In March, arts advocate Arlene Goldbard spoke at the Association of Performing Arts Service Organizations conference in Austin. Goldbard believes we need to start using a more empowered (and less-numbers-based) vocabulary for arguing for the value of the arts. At one point she noted:
“The best argument for arts education is that children today practice endlessly interacting with machines, developing a certain type of cognitive facility. But without the opportunity that arts education affords to face human stories in all their diversity and particularity, to experience emotional responses in a safe space and rehearse one’s reactions, to feel compassion and imagine alternative worlds, their emotional and moral development will never keep pace.”
Later, she noted:
“Students today are preparing for jobs and social roles that have not even been imagined yet. They cannot be trained in the narrow sense for jobs that do not yet exist.”

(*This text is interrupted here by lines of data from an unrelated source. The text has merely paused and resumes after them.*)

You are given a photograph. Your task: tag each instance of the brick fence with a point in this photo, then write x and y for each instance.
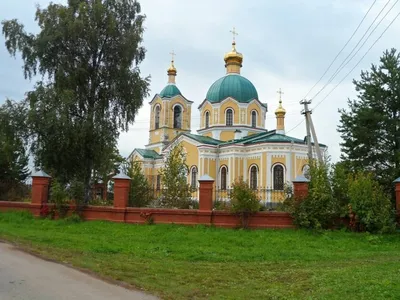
(120, 212)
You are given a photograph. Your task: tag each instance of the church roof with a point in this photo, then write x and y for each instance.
(232, 85)
(171, 90)
(203, 139)
(267, 137)
(146, 153)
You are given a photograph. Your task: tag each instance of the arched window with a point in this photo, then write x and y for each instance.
(207, 119)
(158, 182)
(253, 177)
(278, 177)
(229, 117)
(193, 178)
(223, 178)
(306, 171)
(177, 117)
(253, 118)
(157, 123)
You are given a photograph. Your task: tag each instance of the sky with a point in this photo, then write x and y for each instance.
(286, 44)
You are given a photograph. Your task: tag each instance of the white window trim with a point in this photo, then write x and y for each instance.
(273, 174)
(233, 116)
(257, 174)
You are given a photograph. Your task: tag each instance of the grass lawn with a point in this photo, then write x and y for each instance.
(177, 262)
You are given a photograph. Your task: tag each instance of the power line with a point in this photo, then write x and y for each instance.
(341, 50)
(390, 24)
(347, 60)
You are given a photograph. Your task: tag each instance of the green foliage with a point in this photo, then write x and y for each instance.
(176, 190)
(140, 194)
(372, 207)
(59, 196)
(87, 54)
(320, 208)
(244, 201)
(369, 128)
(13, 137)
(279, 264)
(340, 180)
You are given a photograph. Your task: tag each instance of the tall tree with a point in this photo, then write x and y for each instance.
(87, 54)
(13, 156)
(370, 128)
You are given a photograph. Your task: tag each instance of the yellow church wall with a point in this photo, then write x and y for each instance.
(192, 154)
(300, 163)
(229, 104)
(227, 135)
(152, 114)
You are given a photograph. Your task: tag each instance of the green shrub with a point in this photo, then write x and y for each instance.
(244, 201)
(319, 209)
(59, 196)
(140, 193)
(372, 208)
(176, 191)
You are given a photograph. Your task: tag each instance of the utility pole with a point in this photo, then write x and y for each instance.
(310, 130)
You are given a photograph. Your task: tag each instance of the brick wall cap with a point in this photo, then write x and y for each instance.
(40, 173)
(121, 176)
(300, 179)
(206, 177)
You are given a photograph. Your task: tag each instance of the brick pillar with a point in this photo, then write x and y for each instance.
(205, 195)
(397, 189)
(40, 191)
(122, 184)
(300, 187)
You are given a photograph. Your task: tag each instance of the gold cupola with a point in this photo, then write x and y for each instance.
(233, 59)
(280, 113)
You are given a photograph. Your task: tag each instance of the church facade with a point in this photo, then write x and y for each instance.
(232, 141)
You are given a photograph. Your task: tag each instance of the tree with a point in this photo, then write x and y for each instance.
(176, 190)
(13, 156)
(87, 54)
(370, 128)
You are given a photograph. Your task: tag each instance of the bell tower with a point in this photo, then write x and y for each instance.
(170, 113)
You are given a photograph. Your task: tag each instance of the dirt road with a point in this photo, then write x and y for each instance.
(26, 277)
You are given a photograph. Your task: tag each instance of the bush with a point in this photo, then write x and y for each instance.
(140, 193)
(371, 206)
(319, 209)
(176, 190)
(59, 196)
(244, 201)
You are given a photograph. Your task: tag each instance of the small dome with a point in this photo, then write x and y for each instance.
(171, 90)
(232, 85)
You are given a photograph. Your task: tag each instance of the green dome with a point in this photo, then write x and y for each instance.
(170, 91)
(232, 85)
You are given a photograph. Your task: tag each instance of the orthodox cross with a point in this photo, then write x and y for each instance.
(234, 33)
(280, 94)
(172, 54)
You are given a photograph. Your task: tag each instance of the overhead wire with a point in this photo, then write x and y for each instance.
(341, 50)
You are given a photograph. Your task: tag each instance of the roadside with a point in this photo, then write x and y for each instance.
(24, 276)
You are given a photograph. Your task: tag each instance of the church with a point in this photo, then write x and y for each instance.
(232, 141)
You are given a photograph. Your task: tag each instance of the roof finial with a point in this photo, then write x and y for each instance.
(172, 70)
(172, 57)
(234, 34)
(280, 96)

Arts education, with its ability to instill social skills, empathy, intellectual development, and critical thinking allows students more ability to adapt as those as-yet-unknown jobs and roles reveal themselves over time. But we all already know that, she says, but instead of talking about that stuff we know, we shrink away and fall back into the world of data, tables, and numbers that we feel decision makers want to hear.
And let’s be honest, it’s not really working. Starting in the mid 1980s, on the tail of the passage of Prop 13 in California, the public at large started to make a demonstrable shift away from valuing the arts. The number of eighteen-year-olds claiming to have received any arts education has declined, and precipitously, every year since 1985.
This isn’t new info, and it probably has been rehashed better than I could in many other blogs across the ether, but the sum of it is that we are up against a mightily fractured world being run by a series of generations who have, by and large, had little or no sustained education in (or using) the arts, and who consequently are acting like people that don’t care about a looming loss simply because that loss has never been personally felt.
It’s a hard place in which to find ourselves, a shrinking minority in a country with very little love for something that has been framed (by both them and us) as a luxury, a “want” instead of a “need.”
At the same conference, Tom Kaiden, the head of the Greater Philadelphia Cultural Alliance, shared his organization’s shorthand for effective advocacy – “Stories + Data = Truth.”
Taken in context with Goldbard’s arguments, and looking at it from the point of view of a community-level service organization, my main takeaway was that the nature and power of our arguments are being called into question, and the fact that we often flee from our inherent artistic skills as storyteller in favor of flat statistics and numbers has become problematic.
This thing we love, this art, is so personal and intimate that it is difficult to talk about in terms of value, leading us to focus on extrinsic and instrumental benefits (those things that sit next to, or two steps away from, the immediate internal impact of the experience of art on the audience) instead of the fundamental, indefatigable transformative power of art.
Which of course we do because we haven’t had a whole ton of success talking about the fundamental, indefatigable transformative power of art, because the people we are usually talking to are numbers people, graphs people, and — perhaps most fundamentally — people whose constituents simply don’t take much time to care about the transformative power of art.
The gap between data and anecdote is profound and frustrating, so wide as to make them seem at times like two separate languages – one the common tongue of our legislators and funders, the other the natural way we speak to each other and think about ourselves and our value.
Toward the end of her speech, Goldbard returned to the theme of speaking from our truest place. She said, “Our power to persuade is at its height when there is absolute congruence between the story we tell ourselves and the world, when there isn’t a hair’s breadth of distance between what we know and what we represent.”
If we are to carry forward new arguments about arts and arts education that veer less from our natural inclinations as storytellers, I believe we need to construct a bridge between data and story and use it to take skeptics along with us.
I wonder what it would take to generate an impulse to ask for more art from the general population.
I wonder how much, or how long, we would have to talk and demonstrate and proselytize before we saw an uptick.
I’ll tell you, though, that news like this, the newly-released monograph from the NEA outlining the drastically deteriorating state of arts education in America, particularly for African-Americans and Hispanics, makes me think we’ve got to be very careful not to simply cede the ground to a growing population of people who have never found a place for this thing we love so much.